Admiralty jurisdiction does not extend to the building of a vessel or work upon or materials furnished in the construction. The Jefferson, supra; The Winnebago, 205 U. S. 354, 27 Sup. Ct. 509, 51 L. Ed. 836.

Was the service performed of the same character and in the same class as services performed in building the vessel, under the circumstances applicable to this vessel? The intention to engage the vessel in course of construction in commerce is as strong as was the intention to re-enter the vessel in issue in commerce. At the time of the contract the vessel bore the same relation to the sea as a vessel under construction. The allegations as to labor performed are indefinite, and appear more of an experimental character than services to rescue. The machinery and appliances employed are stationary, and have no maritime relation. The recovery is primarily based upon the plans conceived and outlined, which it is alleged to have afterwards been adopted.
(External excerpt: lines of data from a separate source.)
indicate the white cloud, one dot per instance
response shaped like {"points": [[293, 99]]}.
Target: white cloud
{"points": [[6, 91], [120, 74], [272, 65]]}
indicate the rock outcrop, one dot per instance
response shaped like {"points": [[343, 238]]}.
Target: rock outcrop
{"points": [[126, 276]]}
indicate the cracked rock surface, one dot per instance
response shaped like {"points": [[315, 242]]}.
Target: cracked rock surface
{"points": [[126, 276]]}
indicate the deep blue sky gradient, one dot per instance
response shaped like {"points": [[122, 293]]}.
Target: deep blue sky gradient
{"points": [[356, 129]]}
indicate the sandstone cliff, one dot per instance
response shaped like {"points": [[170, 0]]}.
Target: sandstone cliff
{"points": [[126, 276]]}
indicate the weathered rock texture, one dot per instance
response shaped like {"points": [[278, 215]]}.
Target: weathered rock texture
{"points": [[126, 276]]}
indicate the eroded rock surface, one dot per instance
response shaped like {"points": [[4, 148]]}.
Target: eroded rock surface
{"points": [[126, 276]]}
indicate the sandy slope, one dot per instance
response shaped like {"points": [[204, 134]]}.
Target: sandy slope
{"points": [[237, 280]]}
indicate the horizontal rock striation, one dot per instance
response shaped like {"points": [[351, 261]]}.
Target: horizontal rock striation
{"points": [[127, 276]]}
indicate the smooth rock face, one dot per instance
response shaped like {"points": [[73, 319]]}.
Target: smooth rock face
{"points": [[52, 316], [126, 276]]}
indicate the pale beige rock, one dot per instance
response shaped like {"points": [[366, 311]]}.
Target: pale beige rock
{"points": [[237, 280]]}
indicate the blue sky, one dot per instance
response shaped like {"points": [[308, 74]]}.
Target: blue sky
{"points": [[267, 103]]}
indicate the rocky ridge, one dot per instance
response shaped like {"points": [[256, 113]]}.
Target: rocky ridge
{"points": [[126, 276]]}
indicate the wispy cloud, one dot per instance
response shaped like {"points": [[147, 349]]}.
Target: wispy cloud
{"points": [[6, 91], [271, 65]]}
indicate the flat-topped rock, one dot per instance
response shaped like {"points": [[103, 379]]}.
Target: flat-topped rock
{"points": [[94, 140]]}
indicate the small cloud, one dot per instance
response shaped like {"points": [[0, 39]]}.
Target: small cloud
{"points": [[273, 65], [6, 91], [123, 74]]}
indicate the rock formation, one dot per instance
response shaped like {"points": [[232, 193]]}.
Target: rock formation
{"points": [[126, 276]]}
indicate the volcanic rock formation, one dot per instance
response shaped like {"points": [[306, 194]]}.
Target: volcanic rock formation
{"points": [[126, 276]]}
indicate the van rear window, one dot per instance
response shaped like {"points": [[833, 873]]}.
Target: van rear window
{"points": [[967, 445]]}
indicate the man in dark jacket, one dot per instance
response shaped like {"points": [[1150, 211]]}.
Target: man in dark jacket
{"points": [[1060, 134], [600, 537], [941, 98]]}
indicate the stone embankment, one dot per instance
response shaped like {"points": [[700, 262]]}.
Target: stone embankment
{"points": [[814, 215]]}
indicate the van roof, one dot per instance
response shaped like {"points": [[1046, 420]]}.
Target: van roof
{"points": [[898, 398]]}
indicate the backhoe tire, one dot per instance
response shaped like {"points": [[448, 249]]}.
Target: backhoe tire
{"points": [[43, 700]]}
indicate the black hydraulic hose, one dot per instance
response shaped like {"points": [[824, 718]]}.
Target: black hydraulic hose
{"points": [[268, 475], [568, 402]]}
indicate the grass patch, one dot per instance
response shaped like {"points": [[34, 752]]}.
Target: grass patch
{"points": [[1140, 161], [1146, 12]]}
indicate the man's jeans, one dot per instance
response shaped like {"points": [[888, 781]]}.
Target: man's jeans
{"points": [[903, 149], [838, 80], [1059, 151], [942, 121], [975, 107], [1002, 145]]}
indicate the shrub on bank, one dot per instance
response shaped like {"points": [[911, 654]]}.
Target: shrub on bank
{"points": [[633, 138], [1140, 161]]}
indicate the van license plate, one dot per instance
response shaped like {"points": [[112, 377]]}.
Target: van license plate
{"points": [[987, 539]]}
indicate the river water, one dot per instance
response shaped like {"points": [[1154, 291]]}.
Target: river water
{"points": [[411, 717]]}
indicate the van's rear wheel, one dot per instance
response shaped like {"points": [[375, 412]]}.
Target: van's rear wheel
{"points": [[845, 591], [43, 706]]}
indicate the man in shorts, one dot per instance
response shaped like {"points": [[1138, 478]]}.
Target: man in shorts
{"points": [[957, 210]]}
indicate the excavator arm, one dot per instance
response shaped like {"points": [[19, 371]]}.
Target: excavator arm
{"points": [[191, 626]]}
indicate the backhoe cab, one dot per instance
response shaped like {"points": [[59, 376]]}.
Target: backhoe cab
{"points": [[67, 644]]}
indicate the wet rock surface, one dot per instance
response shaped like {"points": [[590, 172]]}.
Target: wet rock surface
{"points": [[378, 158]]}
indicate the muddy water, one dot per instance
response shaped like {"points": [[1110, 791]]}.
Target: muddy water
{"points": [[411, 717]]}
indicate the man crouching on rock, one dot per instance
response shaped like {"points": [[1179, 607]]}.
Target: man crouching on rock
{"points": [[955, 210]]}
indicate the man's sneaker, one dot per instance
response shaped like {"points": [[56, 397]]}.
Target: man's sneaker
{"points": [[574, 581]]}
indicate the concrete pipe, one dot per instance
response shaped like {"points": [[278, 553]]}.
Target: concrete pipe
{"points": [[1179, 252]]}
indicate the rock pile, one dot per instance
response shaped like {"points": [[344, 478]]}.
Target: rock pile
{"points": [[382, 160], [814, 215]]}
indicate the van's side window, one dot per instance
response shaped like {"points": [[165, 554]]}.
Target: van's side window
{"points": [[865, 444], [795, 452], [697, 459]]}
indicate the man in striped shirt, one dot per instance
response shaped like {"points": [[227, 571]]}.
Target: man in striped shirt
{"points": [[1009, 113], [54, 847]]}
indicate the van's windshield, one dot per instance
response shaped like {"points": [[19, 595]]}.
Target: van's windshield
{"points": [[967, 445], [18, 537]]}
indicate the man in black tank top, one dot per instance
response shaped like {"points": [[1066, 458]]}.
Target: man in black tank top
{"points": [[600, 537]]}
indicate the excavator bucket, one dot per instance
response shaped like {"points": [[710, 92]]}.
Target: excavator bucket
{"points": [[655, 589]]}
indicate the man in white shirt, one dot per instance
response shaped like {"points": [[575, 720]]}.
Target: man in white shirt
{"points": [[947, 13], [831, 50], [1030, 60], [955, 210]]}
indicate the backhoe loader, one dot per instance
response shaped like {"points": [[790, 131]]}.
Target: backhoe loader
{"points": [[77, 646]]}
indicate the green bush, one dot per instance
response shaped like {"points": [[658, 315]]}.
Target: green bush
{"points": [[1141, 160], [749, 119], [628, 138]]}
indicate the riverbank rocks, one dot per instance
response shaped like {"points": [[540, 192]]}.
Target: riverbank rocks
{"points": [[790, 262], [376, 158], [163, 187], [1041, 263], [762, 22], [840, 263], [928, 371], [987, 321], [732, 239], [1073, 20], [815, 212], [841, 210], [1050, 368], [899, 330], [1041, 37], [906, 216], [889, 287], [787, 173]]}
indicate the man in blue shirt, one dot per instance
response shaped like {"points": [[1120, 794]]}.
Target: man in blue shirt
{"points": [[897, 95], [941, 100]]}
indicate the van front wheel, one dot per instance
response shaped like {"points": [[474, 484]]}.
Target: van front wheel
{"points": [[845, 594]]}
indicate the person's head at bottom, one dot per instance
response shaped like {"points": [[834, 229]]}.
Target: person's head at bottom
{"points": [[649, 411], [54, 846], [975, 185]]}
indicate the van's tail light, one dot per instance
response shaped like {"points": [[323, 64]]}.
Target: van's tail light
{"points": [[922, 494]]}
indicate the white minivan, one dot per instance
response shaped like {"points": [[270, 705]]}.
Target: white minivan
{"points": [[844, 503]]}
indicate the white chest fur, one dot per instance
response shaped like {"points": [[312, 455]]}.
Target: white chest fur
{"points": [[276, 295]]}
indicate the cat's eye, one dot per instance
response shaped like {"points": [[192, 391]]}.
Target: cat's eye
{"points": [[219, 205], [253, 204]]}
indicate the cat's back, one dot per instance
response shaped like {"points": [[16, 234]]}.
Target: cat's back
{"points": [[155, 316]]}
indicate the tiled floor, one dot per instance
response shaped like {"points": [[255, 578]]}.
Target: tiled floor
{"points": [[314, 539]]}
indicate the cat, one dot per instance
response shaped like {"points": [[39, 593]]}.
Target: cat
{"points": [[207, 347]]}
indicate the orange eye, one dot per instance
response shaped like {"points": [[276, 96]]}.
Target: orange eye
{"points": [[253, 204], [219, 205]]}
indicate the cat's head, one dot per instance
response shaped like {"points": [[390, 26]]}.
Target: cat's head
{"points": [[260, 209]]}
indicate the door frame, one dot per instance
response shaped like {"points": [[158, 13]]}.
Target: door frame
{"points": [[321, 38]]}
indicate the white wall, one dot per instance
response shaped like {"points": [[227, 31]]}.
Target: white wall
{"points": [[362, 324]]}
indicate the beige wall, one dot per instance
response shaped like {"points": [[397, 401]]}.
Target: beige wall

The last work done was at the close of the working season in 1913. An effort was made to resume work in January, 1914, hut was denied by the owner. No further services were rendered or efforts made with relation to the claims in the libel. The libelant has not held actual or constructive possession, nor kept near the vessel, ready to engage in the work of rescue, and did not resume the work, or offer so to do, when the owner failed in his efforts and the Puilish Columbia Salvage Company, Limited, was engaged. There is not that continuity of relation between the libelant and the vessel, from 1913 — 14 and the launching of the ship in 1917, as to support a maritime claim, and the claim, if any, is “stale,” and may not be asserted in admiralty.